(Thomas POV)
Feeling restless and not yet ready to turn in for the night, I started looking over the books in the house. It was a random collection that didn't seem to have a rhyme or reason. That was until I came across one that seemed to be handwritten and not printed.
As I stood there and began reading the first page, I realized it was written by my grandmother, Elaraim Raizel. Not as a day-to-day diary, but more as a summary of her life. She spoke of her early life with her younger twin brother Ephraim. They were a simple people and not one of the larger tribes that were heavily impacted by the Euro-American westward expansion.
After reading this far, I found myself engrossed, so I went to the table and began reading further.
Her people called them 'White Drifting-House people' and tried to keep the peace with them. This included allowing priests of their 'God' to teach them to read and write. Elaraiam herself loved learning and excelled at it, according to the priest. He had even asked her to become a sister of the faith, giving her mind and body to their God.
While she did like learning from them, she'd refused. She would not abandon her people's stories, her people's spirits, for the white man's heaven.
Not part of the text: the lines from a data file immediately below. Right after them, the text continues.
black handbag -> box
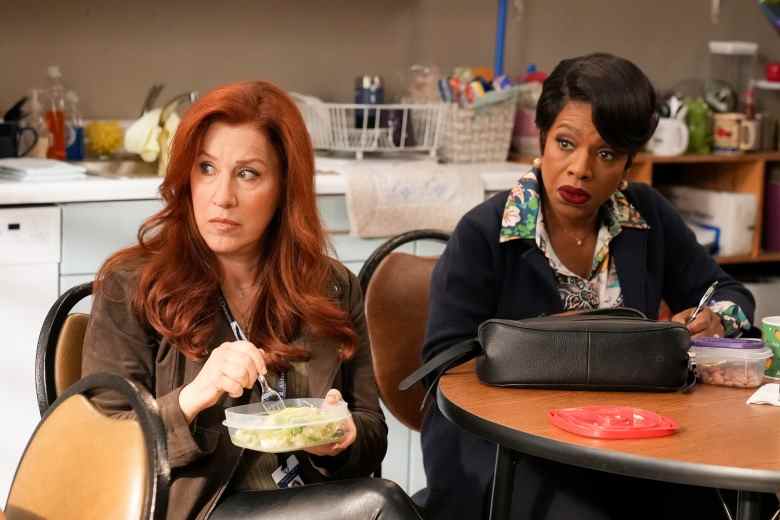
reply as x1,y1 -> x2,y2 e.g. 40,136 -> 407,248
399,308 -> 696,392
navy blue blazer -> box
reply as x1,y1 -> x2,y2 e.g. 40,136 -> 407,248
422,183 -> 755,519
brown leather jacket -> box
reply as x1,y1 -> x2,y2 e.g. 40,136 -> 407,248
82,262 -> 387,519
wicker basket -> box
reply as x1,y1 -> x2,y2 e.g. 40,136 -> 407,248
440,90 -> 517,163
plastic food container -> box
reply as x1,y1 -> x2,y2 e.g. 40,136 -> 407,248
222,398 -> 350,453
691,338 -> 772,388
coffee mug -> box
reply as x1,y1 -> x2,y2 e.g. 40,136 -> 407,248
0,121 -> 38,157
712,112 -> 755,153
761,316 -> 780,380
647,117 -> 688,155
739,119 -> 761,151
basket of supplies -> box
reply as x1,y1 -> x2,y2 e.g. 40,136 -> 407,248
291,94 -> 447,159
439,87 -> 518,163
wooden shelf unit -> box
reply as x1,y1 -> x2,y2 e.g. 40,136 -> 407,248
510,152 -> 780,264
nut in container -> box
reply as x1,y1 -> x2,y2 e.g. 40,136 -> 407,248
691,337 -> 772,388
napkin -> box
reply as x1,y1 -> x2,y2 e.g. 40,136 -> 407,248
747,383 -> 780,406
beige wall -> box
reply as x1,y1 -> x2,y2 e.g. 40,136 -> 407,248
0,0 -> 780,117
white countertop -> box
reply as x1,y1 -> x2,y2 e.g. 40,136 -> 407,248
0,157 -> 530,206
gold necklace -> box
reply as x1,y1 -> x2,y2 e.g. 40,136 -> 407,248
561,226 -> 590,247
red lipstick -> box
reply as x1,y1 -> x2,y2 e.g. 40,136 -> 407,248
558,186 -> 590,206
For that, she was cast out of the mission school, branded ungrateful, a heretic.
She found more comfort in her people's history, that her ancestors had been found by Q'waeti the Wanderer, and he showed them how to move their soul from their bodies to scare away rival tribes and keep an eye on their lands.
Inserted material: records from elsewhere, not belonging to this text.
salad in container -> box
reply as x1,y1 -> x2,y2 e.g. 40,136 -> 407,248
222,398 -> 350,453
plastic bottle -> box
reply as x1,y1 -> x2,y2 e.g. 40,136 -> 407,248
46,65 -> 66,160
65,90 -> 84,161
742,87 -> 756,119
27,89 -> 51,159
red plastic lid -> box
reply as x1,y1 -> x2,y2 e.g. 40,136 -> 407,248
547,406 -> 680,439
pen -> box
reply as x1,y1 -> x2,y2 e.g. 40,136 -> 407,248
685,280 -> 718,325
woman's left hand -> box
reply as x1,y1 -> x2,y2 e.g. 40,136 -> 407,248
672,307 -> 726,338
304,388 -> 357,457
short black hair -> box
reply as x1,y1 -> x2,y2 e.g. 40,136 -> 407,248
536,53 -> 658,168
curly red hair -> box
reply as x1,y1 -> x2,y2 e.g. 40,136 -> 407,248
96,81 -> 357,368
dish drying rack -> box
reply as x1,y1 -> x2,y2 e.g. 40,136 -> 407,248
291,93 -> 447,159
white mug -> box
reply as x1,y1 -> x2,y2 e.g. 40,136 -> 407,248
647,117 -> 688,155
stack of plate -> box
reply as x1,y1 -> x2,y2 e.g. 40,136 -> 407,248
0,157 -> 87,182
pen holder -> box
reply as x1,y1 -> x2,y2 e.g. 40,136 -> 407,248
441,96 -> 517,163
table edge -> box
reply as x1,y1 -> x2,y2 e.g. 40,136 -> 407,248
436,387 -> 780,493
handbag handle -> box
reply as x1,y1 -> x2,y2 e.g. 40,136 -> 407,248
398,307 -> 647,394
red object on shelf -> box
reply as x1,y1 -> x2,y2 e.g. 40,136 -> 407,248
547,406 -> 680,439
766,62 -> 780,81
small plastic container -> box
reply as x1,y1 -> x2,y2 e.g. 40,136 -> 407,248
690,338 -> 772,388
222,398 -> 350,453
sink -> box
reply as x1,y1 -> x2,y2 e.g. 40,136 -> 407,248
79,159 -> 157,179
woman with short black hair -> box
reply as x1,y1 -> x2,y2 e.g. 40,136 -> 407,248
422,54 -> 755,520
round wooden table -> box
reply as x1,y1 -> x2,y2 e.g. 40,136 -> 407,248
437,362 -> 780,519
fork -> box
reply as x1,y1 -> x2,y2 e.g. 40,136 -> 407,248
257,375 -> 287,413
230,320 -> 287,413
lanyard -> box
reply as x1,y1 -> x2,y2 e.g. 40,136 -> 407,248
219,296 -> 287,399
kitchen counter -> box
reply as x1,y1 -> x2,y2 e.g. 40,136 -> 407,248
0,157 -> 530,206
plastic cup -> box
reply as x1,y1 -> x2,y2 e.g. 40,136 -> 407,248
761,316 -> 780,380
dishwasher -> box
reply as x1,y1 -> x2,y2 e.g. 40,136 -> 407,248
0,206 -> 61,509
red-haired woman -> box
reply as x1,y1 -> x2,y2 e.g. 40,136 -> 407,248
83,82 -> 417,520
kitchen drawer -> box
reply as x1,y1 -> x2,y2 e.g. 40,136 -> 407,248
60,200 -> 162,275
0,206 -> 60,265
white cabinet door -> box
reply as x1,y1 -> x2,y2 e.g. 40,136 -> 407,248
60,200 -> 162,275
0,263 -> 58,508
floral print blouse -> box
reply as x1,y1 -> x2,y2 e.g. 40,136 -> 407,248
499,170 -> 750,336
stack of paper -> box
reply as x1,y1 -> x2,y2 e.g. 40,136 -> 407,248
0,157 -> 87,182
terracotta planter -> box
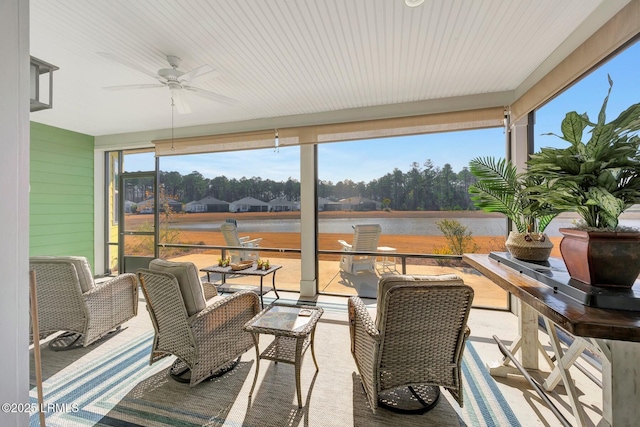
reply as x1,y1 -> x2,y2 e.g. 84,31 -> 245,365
560,228 -> 640,288
505,231 -> 553,261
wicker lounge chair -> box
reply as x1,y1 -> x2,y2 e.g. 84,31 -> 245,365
348,274 -> 473,413
338,224 -> 382,274
138,259 -> 260,387
220,222 -> 262,263
29,256 -> 138,350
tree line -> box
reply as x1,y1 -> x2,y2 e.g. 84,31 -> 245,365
124,160 -> 476,211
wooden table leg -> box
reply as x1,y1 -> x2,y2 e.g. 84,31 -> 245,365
487,301 -> 554,377
594,339 -> 640,426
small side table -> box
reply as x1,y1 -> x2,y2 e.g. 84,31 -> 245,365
376,246 -> 398,272
244,303 -> 324,408
200,263 -> 282,308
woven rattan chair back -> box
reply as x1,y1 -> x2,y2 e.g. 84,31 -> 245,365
29,256 -> 138,350
29,262 -> 89,337
378,281 -> 473,390
348,274 -> 473,412
138,269 -> 196,363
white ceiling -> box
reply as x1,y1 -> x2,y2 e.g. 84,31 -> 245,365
30,0 -> 628,136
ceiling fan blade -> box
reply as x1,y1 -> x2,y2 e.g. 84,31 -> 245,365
180,65 -> 216,84
183,86 -> 239,105
97,52 -> 158,80
171,90 -> 191,114
102,83 -> 165,90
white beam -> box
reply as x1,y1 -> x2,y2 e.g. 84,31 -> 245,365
0,0 -> 29,426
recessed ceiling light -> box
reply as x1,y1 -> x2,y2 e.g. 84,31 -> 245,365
404,0 -> 424,7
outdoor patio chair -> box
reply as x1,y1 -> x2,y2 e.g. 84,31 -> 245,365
220,222 -> 262,263
138,259 -> 260,387
348,274 -> 473,413
29,256 -> 138,351
338,224 -> 382,274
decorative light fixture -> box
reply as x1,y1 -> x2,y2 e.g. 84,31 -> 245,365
29,56 -> 59,111
404,0 -> 425,7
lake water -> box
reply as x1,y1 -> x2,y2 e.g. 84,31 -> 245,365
174,217 -> 640,236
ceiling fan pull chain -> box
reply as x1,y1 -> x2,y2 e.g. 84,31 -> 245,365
171,95 -> 176,151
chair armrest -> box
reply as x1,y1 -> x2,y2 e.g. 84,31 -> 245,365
240,237 -> 262,248
82,273 -> 138,325
82,273 -> 138,306
338,240 -> 353,251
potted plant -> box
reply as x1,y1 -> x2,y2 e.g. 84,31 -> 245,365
528,78 -> 640,288
469,157 -> 556,261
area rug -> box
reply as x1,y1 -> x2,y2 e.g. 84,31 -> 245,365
31,300 -> 519,427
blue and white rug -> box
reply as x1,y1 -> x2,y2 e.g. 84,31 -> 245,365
31,300 -> 520,427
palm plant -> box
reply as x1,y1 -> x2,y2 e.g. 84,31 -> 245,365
469,157 -> 557,233
528,77 -> 640,230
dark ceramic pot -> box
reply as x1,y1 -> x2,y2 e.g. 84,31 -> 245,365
560,228 -> 640,288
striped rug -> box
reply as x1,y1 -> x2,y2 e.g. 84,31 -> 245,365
31,305 -> 520,427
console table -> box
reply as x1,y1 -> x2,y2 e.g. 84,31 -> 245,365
463,254 -> 640,426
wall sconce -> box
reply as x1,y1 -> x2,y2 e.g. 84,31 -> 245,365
30,56 -> 59,111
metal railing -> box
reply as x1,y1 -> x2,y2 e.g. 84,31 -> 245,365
158,243 -> 462,274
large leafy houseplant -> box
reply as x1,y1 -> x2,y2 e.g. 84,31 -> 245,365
528,78 -> 640,231
527,78 -> 640,288
469,157 -> 556,261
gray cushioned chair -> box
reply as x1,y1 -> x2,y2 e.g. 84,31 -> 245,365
138,259 -> 260,387
348,274 -> 473,413
29,256 -> 138,350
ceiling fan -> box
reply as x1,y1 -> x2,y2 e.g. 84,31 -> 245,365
98,52 -> 237,114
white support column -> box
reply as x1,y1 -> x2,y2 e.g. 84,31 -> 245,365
300,142 -> 318,297
509,116 -> 529,172
93,150 -> 107,274
0,0 -> 30,426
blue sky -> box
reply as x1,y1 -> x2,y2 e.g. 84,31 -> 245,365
125,42 -> 640,183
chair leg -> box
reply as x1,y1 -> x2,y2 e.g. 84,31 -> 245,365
378,385 -> 440,414
49,326 -> 122,351
169,357 -> 240,384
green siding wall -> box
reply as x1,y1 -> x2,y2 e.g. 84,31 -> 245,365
29,122 -> 94,267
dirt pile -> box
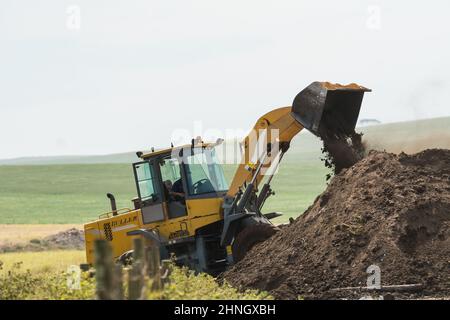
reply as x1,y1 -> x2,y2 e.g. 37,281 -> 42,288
223,149 -> 450,299
0,228 -> 84,253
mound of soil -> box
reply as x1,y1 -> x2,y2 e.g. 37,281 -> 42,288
223,149 -> 450,299
0,228 -> 84,253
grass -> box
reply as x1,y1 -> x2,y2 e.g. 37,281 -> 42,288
0,157 -> 326,224
0,250 -> 86,276
0,250 -> 273,300
0,224 -> 81,245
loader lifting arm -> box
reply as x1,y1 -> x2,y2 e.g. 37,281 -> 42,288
221,82 -> 370,252
227,107 -> 303,197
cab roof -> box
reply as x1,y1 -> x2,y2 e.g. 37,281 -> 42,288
139,141 -> 218,160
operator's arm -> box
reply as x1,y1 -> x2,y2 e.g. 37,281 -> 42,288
227,107 -> 303,196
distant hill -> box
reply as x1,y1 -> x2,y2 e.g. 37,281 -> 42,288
0,117 -> 450,165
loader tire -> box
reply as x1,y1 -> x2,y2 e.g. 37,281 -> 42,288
231,223 -> 279,263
Years passed, and life was somewhat peaceful until she and her brother began feeling great rage and occasionally coming across a sweet smell in the woods. She wrote of being out in the forest with Ephraim when they first stumbled on it—the cloying, sweet smell that stirred something fierce in their blood. They found a deer drained dry, its body empty of life. Rage overwhelmed them, sudden and primal, and before they understood what was happening, their bodies broke and reshaped. Wolves stood where siblings had knelt.
Once they changed back, they returned to the village and told their story to their father. That was when they were told the rest of their history. That during a troubled time in the past, there had been a betrayal in their own Tribe. One had used his soul-wandering ability to steal the body of the Chief.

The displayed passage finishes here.